So after trying out the LRGB filters for last post, I wanted to try out the narrowband filters. Those filters are built in a way that only very specific light emission lines mass through. Those filters are used for pictures of nebulae, because stars and galaxies emits light in all wavelengths. The most common narrowband filters, which are the ones I got, are:
- Hα: Only emissions on a specific wave length given by Hydrogen
- OIII: Emissions of a kind of ionized Oxygen that can only occur on the vacuum of space
- SII: Emission lines of Sulfur, also ionized.
This narrowband pictures are used to create fake color pictures, where we assign each of the filters to one of the RGB colors. Which filter go to which color is completely up to you. But there are some well known defaults. For example, the Hubble Palette, used for narrowband pictures from the Hubble telescope.
The Hubble Palette assigns SII to Red, Hα to Green, and OII to Blue. In my first trial with those filters it is easy to see that the Hydrogen Alpha filter got the most details out of the nebula. Since the Bubble Nebula is mostly composed of Hydrogen.
After taking the pictures I notice that they were not very well focused, which is bad. I need to get used to change filters and refocus every time. Anyway I did two editions with the data I got. Initially stacking the pictures with Pixinsight cleaned well the hot pixels, but made the stars have a odd bright halo around it.

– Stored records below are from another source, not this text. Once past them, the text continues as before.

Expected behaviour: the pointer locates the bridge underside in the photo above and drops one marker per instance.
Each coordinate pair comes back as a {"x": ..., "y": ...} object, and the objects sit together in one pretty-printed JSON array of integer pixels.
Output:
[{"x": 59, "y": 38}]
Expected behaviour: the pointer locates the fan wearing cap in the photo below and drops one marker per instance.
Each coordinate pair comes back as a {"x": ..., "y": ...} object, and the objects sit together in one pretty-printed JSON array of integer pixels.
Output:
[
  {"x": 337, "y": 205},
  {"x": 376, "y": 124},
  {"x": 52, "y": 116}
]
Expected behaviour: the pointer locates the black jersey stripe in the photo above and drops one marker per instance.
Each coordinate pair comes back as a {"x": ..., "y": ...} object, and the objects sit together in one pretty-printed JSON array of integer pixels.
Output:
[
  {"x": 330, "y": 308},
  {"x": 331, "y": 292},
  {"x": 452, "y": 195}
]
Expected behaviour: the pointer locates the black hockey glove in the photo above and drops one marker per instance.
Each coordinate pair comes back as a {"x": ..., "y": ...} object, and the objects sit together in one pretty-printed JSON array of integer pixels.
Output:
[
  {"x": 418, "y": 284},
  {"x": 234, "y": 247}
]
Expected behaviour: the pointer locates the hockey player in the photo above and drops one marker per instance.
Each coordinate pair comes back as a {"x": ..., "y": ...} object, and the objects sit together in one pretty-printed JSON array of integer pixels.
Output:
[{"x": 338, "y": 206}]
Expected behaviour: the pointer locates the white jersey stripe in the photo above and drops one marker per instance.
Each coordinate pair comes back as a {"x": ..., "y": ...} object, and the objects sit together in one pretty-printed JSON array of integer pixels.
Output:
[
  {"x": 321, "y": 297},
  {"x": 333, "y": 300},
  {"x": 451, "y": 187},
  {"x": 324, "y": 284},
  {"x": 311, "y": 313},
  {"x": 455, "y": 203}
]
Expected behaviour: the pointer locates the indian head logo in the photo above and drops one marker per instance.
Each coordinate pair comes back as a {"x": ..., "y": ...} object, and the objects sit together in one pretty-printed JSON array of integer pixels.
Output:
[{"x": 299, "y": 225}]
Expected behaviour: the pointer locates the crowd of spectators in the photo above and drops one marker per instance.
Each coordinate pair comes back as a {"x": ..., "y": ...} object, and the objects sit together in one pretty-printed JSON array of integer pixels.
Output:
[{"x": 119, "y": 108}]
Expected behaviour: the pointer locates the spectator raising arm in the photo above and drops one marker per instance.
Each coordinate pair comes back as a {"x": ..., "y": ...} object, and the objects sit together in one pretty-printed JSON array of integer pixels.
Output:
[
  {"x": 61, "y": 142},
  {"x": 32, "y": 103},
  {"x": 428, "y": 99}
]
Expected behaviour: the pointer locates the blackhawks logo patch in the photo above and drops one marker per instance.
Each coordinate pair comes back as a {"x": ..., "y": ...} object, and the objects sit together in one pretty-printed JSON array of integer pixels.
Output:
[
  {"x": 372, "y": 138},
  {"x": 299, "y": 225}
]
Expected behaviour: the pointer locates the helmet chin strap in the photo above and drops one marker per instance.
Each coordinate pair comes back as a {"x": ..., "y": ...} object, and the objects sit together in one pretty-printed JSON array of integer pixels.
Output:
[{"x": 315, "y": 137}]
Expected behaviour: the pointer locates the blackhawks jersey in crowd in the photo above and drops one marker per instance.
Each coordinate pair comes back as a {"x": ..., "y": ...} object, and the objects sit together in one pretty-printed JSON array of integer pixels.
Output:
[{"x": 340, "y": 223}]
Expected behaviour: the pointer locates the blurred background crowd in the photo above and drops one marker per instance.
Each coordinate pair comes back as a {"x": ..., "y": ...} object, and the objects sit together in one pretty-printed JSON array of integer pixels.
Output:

But stacking with Maxim DL gave better results on this matter, and way worse results on hot pixel removal. I had to remove all the main hot pixels myself to be able to use the Maxim DL stack.
Bubble Nebula (NGC7635)
Celestron AVX 8″ SCT
Filter: Baader Hyperspeed Ha, OIII, SII
Focal Length: 425 mm
Stacking: 20 / 20 / 20
Total exposure: 30 min
Aquisition: Artemis Capture
Post processing: PixInsight, Maxim DL
Taken Apr 27, 2015 around 23:18 CEST
So, both those pictures are exactly the same, just different post processing. The first one is more smooth, but the second one shows more faint details around the main area of the nebula. I didn’t specially like neither. I believe I need to go way further than 20 exposures to get something smoother.
Something weird happen when i was getting my calibration frames. It seems that Artemis or Maxim DL mirror the saved image. I dont know which. But I took the light frames with Artemis and the calibration frames with Maxim DL, and I could see the hot pixels were mirrored. So all my calibration frames were useless.